To cover a large range of conformal prediction methods, three subclasses of puncc.calibration.Calibrator have been implemented:

  • puncc.calibration.MeanCalibrator: constructs prediction intervals based on point predictions by adding and substracting quantiles of mean absolute deviations
  • puncc.calibration.MeanVarCalibrator: constructs prediction intervals based on point predictions and dispersion estimations by adding and substracting quantiles of scaled mean absolute deviations
  • puncc.calibration.QuantileCalibrator: calibrates quantile-based prediction intervals by shrinking or dialating them accordingly to the quantiles of nonconformity scores

PS: User-defined calibrators have to subclass puncc.calibration.Calibrator and redefine its methods.

Splitter

In conformal prediction, the assignement of data to fitting and calibration sets is motivated by two criteria: data availability and computational resources.

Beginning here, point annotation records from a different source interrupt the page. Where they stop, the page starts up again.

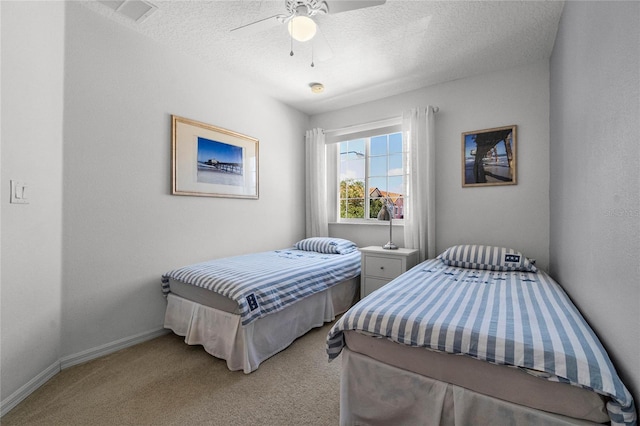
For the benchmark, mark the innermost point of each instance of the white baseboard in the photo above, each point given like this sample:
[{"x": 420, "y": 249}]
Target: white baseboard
[
  {"x": 18, "y": 396},
  {"x": 106, "y": 349},
  {"x": 68, "y": 361}
]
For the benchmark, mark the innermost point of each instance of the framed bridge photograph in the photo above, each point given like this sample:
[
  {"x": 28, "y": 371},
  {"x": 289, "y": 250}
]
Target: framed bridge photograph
[
  {"x": 210, "y": 161},
  {"x": 489, "y": 157}
]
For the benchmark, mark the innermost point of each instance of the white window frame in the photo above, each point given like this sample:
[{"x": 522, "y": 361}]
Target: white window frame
[{"x": 333, "y": 139}]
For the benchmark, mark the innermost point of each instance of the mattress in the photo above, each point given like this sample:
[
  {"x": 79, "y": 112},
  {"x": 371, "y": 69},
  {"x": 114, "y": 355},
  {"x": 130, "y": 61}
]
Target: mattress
[
  {"x": 502, "y": 382},
  {"x": 266, "y": 282},
  {"x": 511, "y": 318},
  {"x": 203, "y": 296},
  {"x": 245, "y": 347}
]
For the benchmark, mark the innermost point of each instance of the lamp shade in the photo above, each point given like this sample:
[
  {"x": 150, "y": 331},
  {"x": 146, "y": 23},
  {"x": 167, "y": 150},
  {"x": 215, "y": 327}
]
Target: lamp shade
[
  {"x": 302, "y": 28},
  {"x": 383, "y": 214}
]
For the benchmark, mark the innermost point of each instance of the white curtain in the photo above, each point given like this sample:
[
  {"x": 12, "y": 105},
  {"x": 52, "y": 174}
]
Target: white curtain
[
  {"x": 419, "y": 207},
  {"x": 316, "y": 184}
]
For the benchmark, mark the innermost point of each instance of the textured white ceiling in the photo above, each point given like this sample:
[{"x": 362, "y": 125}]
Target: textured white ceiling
[{"x": 377, "y": 51}]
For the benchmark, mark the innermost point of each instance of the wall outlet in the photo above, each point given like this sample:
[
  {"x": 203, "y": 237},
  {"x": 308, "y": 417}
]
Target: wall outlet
[{"x": 19, "y": 192}]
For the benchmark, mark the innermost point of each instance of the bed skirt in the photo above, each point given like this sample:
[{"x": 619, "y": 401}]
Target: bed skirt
[
  {"x": 244, "y": 348},
  {"x": 374, "y": 393}
]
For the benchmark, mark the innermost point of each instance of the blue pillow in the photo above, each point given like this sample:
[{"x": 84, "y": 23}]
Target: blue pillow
[
  {"x": 486, "y": 257},
  {"x": 326, "y": 245}
]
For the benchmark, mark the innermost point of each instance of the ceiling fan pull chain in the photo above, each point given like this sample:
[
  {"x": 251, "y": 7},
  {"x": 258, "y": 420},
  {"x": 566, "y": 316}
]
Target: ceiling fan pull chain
[{"x": 291, "y": 38}]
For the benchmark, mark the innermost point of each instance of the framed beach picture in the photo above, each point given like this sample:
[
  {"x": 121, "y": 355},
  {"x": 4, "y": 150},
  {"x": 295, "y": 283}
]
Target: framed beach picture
[
  {"x": 210, "y": 161},
  {"x": 489, "y": 157}
]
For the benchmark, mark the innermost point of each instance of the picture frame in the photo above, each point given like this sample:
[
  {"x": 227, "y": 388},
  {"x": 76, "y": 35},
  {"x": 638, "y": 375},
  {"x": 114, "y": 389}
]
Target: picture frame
[
  {"x": 209, "y": 161},
  {"x": 489, "y": 157}
]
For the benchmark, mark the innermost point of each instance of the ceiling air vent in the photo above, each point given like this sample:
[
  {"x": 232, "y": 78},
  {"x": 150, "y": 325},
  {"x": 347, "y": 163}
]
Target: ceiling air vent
[{"x": 137, "y": 10}]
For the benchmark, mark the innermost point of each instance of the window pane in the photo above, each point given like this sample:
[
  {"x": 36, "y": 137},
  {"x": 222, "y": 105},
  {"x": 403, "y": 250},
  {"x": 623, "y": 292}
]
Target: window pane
[
  {"x": 379, "y": 183},
  {"x": 395, "y": 185},
  {"x": 352, "y": 209},
  {"x": 378, "y": 166},
  {"x": 395, "y": 165},
  {"x": 379, "y": 145},
  {"x": 378, "y": 161},
  {"x": 352, "y": 199},
  {"x": 395, "y": 143},
  {"x": 352, "y": 169},
  {"x": 399, "y": 209},
  {"x": 375, "y": 205},
  {"x": 352, "y": 150}
]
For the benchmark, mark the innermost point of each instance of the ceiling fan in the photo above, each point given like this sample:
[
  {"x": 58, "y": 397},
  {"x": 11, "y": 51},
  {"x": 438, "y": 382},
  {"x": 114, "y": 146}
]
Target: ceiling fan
[{"x": 299, "y": 19}]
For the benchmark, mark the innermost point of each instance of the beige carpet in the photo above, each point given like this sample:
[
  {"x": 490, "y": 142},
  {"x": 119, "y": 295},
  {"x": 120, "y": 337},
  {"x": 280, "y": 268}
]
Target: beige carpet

If quality data is abundant, we can split the training samples into disjoint subsets $D_{fit}$ and $D_{calib}$. When data is scarce, a cross-validation strategy is preferred but is more ressources consuming as different models are trained and nonconformity scores are computed for different disjoint folds.

The two plans are implemented in puncc.splitting module.

  • puncc.splitting.RandomSplitter: assignement of samples in $D_{fit}$ and $D_{calib}$
  • puncc.splitting.KFoldSplitter: assignement of samples into K disjoint folds. Note that if K equals the size of training set, the split is identified with the leave-one-out strategy

These methods produce iterables that are used by the ConformalPredictor instance.

Additionnaly, if the user already implemted a split plan, the obtained data asignement is wrapped in puncc.splitting.IdSplitter to produce iterables.